Relembro, para quem já tenha esquecido: isto começa tudo com nomes, e alcunhas trocadas entre amigos íntimos, e nomes de pais e lugares de origem e tudo! Quer dizer: estamos no território da relação, da amizade, do pacto. E o que Jesus pede é seriedade absoluta nesta relação. Não há neutralidade possível! Só há duas possibilidades: homologá-lo ou rejeitá-lo; confirmá-lo ou desmenti-lo; aceitá-lo ou recusá-lo; sim ou não. Não há “via do meio”. E as consequências são relacionais. É verdade que uma relação só pode construir-se com a colaboração dos dois lados, mas basta um deles para se quebrar. O lado pelo qual o nosso pacto com Jesus pode quebrar é sempre. e só, o nosso. Mas, é bastante. É essa crueldade real que está colocada na boca de Jesus em forma de consequência 2+2=4. Quem confirmar o meu testemunho, será confirmado pelo meu testemunho.
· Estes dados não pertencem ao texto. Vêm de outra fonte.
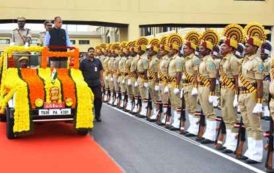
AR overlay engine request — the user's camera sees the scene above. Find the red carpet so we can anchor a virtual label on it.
[0,123,122,173]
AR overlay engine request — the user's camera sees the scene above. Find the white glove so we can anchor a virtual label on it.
[144,82,148,88]
[164,86,169,93]
[263,106,270,117]
[208,96,219,106]
[25,42,29,47]
[127,79,131,86]
[252,103,263,114]
[213,96,219,107]
[180,88,184,98]
[173,88,180,95]
[233,95,238,108]
[191,88,198,96]
[154,85,160,91]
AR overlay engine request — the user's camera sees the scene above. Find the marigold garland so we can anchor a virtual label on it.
[20,68,45,109]
[70,68,94,129]
[1,68,30,133]
[38,68,62,103]
[57,68,76,108]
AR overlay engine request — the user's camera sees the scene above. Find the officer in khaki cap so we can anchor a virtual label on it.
[157,37,170,124]
[217,24,244,153]
[125,41,136,112]
[198,29,219,144]
[261,41,272,119]
[166,34,183,130]
[107,47,117,105]
[147,38,160,121]
[136,38,148,117]
[239,23,265,164]
[181,31,200,136]
[128,47,141,114]
[118,42,129,109]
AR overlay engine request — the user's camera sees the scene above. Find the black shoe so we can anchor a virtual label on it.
[195,137,204,142]
[215,144,226,151]
[95,117,102,122]
[185,132,196,137]
[201,139,214,144]
[223,149,233,154]
[236,156,248,160]
[245,159,259,164]
[265,168,274,173]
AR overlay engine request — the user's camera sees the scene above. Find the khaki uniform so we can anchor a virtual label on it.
[168,55,183,112]
[125,56,133,99]
[147,56,160,104]
[130,55,139,98]
[220,54,241,133]
[263,58,271,105]
[113,56,121,94]
[137,55,148,100]
[198,55,217,120]
[219,54,241,151]
[269,58,274,120]
[182,54,200,135]
[11,28,31,46]
[239,55,264,162]
[158,56,170,108]
[239,55,264,140]
[198,55,217,141]
[118,56,127,93]
[108,57,114,92]
[182,54,200,115]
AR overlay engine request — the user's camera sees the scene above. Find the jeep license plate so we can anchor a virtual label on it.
[38,108,71,116]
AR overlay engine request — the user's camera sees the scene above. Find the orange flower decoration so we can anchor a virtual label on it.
[56,68,76,108]
[20,68,45,109]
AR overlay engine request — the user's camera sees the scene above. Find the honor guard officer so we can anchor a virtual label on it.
[239,23,265,164]
[261,41,272,119]
[198,30,219,144]
[158,37,170,124]
[167,34,184,130]
[217,24,244,153]
[126,41,136,112]
[182,31,200,136]
[80,47,104,122]
[147,38,160,121]
[136,37,148,117]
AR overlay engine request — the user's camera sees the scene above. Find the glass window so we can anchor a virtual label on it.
[79,40,89,44]
[0,39,10,44]
[70,40,76,45]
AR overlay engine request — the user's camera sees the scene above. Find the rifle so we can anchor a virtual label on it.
[235,117,245,159]
[265,94,274,172]
[195,110,206,141]
[215,117,226,149]
[179,92,186,134]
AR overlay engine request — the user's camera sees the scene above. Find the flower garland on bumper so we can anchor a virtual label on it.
[57,68,76,108]
[38,68,62,103]
[70,68,94,129]
[1,68,30,133]
[20,68,45,109]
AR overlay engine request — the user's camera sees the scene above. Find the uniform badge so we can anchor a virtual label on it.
[258,64,264,72]
[208,62,215,70]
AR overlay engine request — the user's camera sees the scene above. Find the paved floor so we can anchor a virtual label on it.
[93,105,270,173]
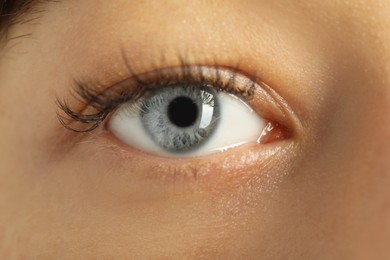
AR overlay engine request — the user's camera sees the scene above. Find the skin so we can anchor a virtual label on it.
[0,0,390,259]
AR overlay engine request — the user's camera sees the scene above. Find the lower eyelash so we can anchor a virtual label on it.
[57,62,256,132]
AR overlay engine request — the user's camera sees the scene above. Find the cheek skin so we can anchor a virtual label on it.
[0,139,296,257]
[0,0,390,259]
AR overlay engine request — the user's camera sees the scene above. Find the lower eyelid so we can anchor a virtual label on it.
[93,132,294,186]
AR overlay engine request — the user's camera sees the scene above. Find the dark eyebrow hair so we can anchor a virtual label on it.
[0,0,57,40]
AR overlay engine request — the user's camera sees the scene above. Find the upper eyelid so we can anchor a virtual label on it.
[57,65,255,132]
[57,63,301,138]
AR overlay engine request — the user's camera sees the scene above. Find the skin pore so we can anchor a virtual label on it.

Quem desdisser o meu testemunho, será desdito pelo meu testemunho. Jesus é sempre um Sim. O seu Sim confirmará os nossos sins; o seu Sim desmascarará os nossos nãos. Recuso-me a falar dos nins (aqueles que não são nem sim e nem não), desgraça ainda maior.
Uma última palavrinha sobre a consolação que nos vem desta Palavra assegurada por Jesus: “Então, não tenhais medo!” Porque, pelos visto, é o medo que nos “lixa”! O medo lixa-nos a vida. Foi Jesus que disse, não fui eu! A Geena como sabemos, é o vale a sudoeste de Jerusalém onde, no tempo de Jesus, estava a lixeira da cidade. É disso que Jesus fala quando diz que a vida pode acabar na lixeira… Lixada (jogada fora), portanto. O aviso é forte e claro, a metáfora dispensa explicações. É o único medo permitido por Jesus, aquele que nos põe vigilantes em relação ao que nos pode lixar a vida, o que nos pode arrastar para a lixeira, umas vezes puxando-nos pelos cabelos e outras vezes (a maior parte) seduzindo-nos com encantos e promessas feitas ao ouvido do “Homem Velho” que ainda existe em nós…
Olha: a Fé de Jesus no carinho de Deus era tal que a maneira que arranjou para dizer que O Pai está conosco foi afirmar que nem um cabelo da nossa cabeça cai sem que Ele consinta (a ser verdade, pressinto que Deus tem uma obsessão por mim nos últimos anos…).
Jesus, que até nos disse que não se consegue entrar no Reinado de Deus sem apreciar os lírios dos campos e a atividade dos pássaros, voltou a falar dos passarinhos para nos contar estas coisas importantes do carinho paternal de Deus: somos mais importantes que os passarinhos! Aliás, para citar mesmo o evangelho: “Vós excedeis todos os passarinhos!” Na boca de Jesus, que gostava de passarinhos, isto é enorme.
POR ISSO, POR TANTO, ENTÃO... não tenhais medo!
Porque, por mais exigente que seja a confiança, é o medo que nos "lixa".